Синие глаза Анни влажнеют... Такая у неё манера краснеть.
— Да, конечно, Клодина. Вы такая милая!
— И вовсе я не милая, крошка моя. Просто считаю, что они вам очень
идут.
Я протягиваю ей розы головками вниз, чтобы тяжёлые цветки не облетели, и она
берёт их. Уколовшись, теряет, хочет что-то сказать... Я лишь улыбаюсь,
наблюдая за ней, но помочь, как прежде, не спешу...

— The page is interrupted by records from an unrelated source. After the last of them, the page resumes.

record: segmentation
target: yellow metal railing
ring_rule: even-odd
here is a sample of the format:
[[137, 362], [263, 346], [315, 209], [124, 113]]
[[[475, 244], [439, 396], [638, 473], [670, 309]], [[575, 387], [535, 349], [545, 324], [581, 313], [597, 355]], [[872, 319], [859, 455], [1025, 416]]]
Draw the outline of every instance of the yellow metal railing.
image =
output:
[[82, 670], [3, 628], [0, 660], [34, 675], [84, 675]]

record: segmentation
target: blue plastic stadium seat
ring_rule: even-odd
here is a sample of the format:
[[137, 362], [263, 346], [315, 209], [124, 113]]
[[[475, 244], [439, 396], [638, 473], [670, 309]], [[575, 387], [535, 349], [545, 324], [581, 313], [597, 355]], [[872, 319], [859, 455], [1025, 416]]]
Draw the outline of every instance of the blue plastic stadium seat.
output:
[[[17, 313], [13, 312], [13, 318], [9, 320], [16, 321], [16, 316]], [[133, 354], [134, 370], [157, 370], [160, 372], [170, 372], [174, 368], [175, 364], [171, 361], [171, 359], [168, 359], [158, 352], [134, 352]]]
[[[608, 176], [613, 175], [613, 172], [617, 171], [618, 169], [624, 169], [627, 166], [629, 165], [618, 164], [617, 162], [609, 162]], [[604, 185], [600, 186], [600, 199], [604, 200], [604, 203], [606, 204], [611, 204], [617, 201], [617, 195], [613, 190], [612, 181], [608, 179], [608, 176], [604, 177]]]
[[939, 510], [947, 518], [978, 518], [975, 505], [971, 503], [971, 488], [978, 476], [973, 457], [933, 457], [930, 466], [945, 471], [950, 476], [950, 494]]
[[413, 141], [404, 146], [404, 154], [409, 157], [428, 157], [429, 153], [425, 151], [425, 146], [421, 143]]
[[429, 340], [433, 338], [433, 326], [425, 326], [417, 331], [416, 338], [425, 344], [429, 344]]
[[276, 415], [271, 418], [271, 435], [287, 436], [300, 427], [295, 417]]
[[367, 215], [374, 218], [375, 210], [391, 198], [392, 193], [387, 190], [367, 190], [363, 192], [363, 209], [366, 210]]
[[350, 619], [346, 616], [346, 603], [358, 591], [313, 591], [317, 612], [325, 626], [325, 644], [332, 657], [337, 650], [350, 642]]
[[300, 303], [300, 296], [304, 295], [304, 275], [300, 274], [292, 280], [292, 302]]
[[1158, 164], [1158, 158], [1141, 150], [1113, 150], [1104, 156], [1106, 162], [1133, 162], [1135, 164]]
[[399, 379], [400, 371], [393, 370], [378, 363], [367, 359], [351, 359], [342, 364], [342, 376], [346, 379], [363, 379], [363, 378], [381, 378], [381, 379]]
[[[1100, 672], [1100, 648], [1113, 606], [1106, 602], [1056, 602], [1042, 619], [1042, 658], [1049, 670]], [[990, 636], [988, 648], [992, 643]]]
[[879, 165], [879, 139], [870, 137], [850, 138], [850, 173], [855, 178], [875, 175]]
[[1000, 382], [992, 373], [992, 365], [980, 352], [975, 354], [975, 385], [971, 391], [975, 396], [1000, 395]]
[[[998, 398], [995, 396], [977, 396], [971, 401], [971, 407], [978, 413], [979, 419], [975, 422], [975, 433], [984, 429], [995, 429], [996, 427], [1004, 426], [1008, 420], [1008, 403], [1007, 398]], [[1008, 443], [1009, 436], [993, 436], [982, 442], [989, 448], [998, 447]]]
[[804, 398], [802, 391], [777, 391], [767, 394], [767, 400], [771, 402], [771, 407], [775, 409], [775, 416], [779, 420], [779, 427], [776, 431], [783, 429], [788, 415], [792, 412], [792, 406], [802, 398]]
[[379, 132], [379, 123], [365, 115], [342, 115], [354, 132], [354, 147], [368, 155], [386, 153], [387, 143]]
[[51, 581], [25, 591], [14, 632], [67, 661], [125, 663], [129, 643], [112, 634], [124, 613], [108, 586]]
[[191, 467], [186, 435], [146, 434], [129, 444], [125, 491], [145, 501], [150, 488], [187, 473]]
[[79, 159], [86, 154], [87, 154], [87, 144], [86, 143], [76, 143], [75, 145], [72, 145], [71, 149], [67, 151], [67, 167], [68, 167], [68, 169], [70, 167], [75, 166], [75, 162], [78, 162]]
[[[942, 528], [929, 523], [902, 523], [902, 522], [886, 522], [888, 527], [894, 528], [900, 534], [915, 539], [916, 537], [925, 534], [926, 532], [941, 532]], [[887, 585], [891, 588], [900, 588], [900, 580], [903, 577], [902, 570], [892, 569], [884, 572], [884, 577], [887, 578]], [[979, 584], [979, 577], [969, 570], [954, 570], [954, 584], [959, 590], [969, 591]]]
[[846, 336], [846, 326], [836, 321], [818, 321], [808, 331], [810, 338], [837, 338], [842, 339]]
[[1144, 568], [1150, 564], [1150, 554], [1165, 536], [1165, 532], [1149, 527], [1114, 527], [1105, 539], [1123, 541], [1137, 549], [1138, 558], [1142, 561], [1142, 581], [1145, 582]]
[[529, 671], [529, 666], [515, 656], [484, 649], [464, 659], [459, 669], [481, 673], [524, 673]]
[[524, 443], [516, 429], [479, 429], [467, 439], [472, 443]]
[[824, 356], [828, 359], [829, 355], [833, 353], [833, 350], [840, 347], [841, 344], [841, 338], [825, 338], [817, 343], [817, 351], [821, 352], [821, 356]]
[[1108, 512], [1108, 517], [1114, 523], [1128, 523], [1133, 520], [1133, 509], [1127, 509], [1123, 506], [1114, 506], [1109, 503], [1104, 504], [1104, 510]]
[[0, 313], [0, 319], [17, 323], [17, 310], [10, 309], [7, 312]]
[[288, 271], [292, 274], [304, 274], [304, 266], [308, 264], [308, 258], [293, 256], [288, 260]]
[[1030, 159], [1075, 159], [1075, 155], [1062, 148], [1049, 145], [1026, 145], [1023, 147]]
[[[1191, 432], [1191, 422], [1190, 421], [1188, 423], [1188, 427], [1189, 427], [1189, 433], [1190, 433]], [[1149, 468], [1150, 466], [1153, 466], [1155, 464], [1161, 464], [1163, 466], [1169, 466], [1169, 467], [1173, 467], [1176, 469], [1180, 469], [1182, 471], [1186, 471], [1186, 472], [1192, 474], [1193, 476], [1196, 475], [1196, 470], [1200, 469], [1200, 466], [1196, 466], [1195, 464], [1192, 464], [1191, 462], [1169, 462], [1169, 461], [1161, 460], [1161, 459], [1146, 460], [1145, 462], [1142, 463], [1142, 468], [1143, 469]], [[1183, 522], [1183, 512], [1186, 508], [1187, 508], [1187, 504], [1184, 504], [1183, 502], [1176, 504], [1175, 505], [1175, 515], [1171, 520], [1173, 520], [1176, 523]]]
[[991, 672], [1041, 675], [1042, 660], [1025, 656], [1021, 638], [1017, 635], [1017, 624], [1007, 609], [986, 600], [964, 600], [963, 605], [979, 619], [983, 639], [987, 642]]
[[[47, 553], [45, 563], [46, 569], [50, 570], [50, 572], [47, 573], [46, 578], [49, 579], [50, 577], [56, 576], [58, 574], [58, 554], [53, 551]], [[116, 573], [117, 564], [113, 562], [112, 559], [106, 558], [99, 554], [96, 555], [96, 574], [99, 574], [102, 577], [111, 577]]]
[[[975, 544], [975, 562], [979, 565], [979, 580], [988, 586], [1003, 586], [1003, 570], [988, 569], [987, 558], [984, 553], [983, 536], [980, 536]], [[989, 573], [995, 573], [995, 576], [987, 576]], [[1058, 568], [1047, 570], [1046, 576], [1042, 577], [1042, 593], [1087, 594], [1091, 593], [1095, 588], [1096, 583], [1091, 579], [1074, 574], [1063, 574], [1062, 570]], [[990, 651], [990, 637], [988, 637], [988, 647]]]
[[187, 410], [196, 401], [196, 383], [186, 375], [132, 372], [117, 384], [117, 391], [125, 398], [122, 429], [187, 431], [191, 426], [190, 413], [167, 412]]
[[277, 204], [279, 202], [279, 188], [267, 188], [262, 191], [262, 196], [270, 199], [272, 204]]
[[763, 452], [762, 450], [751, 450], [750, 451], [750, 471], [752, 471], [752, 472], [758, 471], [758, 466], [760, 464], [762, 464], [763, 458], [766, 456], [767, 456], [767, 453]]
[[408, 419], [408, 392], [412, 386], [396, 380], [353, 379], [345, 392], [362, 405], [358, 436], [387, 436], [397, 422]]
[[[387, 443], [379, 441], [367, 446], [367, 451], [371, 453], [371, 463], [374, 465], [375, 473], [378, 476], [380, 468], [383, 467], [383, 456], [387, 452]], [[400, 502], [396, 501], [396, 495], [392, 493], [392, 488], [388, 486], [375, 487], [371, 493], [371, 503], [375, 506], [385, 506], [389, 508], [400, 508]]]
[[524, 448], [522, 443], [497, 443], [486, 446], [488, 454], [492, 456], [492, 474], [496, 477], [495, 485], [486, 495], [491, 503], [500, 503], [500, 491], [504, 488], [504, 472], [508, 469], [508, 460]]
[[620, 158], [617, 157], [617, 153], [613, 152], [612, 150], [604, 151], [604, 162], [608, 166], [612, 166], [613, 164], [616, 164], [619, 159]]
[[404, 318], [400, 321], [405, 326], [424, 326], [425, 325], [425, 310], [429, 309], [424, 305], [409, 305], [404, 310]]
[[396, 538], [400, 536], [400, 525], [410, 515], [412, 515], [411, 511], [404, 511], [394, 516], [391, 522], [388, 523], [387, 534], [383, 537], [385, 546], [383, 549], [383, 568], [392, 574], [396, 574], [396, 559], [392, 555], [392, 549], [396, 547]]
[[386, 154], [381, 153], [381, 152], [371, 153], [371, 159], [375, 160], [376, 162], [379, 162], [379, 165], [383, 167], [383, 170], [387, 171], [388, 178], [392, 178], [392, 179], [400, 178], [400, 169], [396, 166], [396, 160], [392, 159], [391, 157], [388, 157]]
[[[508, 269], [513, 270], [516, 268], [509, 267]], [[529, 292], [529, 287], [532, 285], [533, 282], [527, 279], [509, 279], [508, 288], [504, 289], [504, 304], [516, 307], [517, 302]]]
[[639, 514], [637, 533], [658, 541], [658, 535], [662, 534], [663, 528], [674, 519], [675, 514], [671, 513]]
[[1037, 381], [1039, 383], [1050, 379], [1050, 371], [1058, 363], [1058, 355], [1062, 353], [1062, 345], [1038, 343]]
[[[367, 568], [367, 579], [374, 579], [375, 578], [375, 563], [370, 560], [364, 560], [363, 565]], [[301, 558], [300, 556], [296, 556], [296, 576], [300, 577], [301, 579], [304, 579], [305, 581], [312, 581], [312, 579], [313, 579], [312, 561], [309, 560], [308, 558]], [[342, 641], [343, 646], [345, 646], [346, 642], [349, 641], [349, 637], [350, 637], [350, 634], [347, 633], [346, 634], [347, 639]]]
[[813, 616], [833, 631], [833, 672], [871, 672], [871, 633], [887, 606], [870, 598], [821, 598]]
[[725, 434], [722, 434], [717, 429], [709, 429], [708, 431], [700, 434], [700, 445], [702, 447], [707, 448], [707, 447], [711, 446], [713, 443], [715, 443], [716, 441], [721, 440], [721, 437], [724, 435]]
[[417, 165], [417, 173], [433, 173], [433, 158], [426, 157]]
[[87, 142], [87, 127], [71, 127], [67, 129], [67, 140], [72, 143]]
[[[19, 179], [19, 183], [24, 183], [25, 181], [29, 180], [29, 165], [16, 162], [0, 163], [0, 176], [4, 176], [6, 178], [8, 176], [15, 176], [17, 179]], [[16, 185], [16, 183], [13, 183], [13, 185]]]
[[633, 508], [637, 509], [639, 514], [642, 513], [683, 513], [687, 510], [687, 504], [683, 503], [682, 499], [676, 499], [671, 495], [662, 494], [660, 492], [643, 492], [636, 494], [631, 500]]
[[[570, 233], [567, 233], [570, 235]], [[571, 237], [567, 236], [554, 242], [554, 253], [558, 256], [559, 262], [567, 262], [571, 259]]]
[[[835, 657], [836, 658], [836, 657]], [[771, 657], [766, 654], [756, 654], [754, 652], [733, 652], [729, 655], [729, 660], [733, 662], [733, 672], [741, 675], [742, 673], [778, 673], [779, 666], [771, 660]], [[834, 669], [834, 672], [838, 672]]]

— Какая вы милая, Клодина! — повторяет она. — Я не ожидала
увидеть вас такой.
— Почему же?
— Я безумно боялась снова встречаться с вами, трусливо пряталась от
вашего горя, не хотела видеть вас плачущей... При одной только мысли об этом
я готова была удрать на край света... Меня застыдила Марта...
— Ваша Марта — сама предупредительность...
У Анни светлеет лицо, она осмеливается взглянуть на меня:
— О, вы сказали это совсем как прежде. Я так рада!.. Хотя мне
удивительно, Клодина, что вы больше не...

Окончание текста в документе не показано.